Comments (3)
Can you give the full toplev command line?
The PEBS events don't necessarily count in perf stat.
The problem seems to be this perf error message:
WARNING: A requested CPU in '0' is not supported by PMU 'cpu_atom' (CPUs 8-23) for event 'cycles:pp'
cycles:pp should really work so that's some kind of upstream perf bug.
Does a plain perf record -e cycles:pp ./run.sh
export HYPERVISOR=1 should work around it (will disable PEBS, but also some other features)
from pmu-tools.
Thanks for the reply.
Can you give the full toplev command line?
~/pmu-tools/toplev.py --core S0-C0 -l3 --run-sample --no-desc taskset -c 0 ./run.sh
Playing a bit more with it:
~/pmu-tools/toplev.py --core S0-C0 -l3 --run-sample --no-desc taskset -c 0 sleep 1
# 4.7-full on Intel(R) Core(TM) i9-14900K [adl]
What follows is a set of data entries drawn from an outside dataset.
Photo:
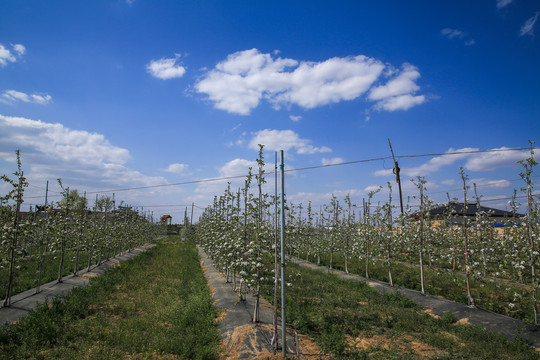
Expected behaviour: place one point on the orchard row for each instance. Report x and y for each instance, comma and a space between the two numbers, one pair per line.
59, 239
240, 231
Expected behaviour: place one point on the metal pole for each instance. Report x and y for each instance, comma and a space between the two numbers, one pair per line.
283, 283
398, 180
276, 263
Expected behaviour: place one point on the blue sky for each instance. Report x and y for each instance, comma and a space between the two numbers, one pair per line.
119, 94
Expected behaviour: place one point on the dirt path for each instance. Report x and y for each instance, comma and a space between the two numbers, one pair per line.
243, 339
437, 306
23, 303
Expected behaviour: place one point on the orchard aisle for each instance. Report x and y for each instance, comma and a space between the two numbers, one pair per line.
241, 338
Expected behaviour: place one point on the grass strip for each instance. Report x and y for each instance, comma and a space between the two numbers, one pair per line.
352, 321
504, 298
156, 305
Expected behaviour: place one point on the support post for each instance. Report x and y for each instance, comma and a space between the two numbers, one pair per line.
398, 180
283, 283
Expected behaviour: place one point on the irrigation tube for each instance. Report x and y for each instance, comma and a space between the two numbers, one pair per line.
283, 283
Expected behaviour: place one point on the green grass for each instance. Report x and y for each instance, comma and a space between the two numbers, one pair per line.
494, 296
350, 320
26, 275
156, 305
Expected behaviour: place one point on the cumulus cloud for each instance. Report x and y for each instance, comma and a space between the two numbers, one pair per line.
452, 33
496, 159
13, 96
285, 140
6, 56
54, 151
458, 34
180, 169
398, 92
332, 161
503, 3
239, 83
528, 27
166, 68
234, 168
324, 198
295, 118
473, 161
494, 184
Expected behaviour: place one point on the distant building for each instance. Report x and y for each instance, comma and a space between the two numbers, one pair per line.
166, 219
453, 213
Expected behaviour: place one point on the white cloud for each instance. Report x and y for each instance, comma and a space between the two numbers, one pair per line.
452, 33
494, 160
245, 78
503, 3
372, 188
494, 184
12, 96
54, 151
180, 169
448, 182
383, 172
324, 198
6, 56
166, 68
436, 163
398, 93
234, 168
332, 161
19, 49
473, 161
458, 34
528, 27
401, 102
295, 118
285, 140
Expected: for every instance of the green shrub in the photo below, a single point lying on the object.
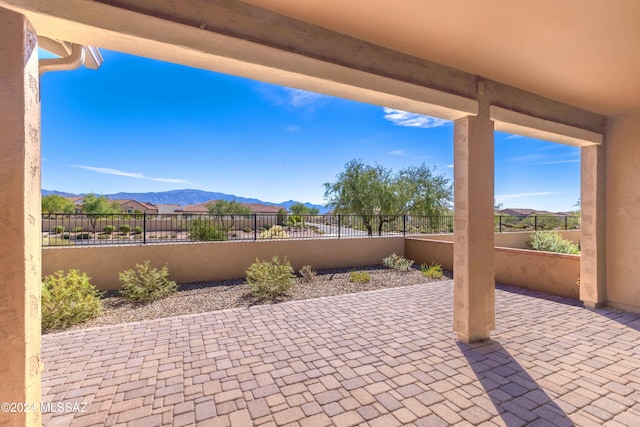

core FE Frontend_Bound % Slots 43.4 [11.0%]
core BE Backend_Bound % Slots 31.8 [22.0%]
core FE Frontend_Bound.Fetch_Latency % Slots 34.7 [22.0%]
core BAD Bad_Speculation.Machine_Clears % Slots 0.8 [11.0%]
core BE/Core Backend_Bound.Core_Bound % Slots 21.2 [22.0%]
core FE Frontend_Bound.Fetch_Latency.ICache_Misses % Clocks 17.1 [22.0%]
core FE Frontend_Bound.Fetch_Latency.ITLB_Misses % Clocks 6.5 [22.0%]
core FE Frontend_Bound.Fetch_Latency.Branch_Resteers % Clocks 32.4 [11.0%]<==
core FE Frontend_Bound.Fetch_Latency.MS_Switches % Clocks_est 11.5 [11.0%]
core BE/Mem Backend_Bound.Memory_Bound.L1_Bound % Stalls 5.9 [11.0%]
core BE/Core Backend_Bound.Core_Bound.Serializing_Operation % Clocks 35.1 [11.0%]
core BE/Core Backend_Bound.Core_Bound.Ports_Utilization % Clocks 45.2 [11.0%]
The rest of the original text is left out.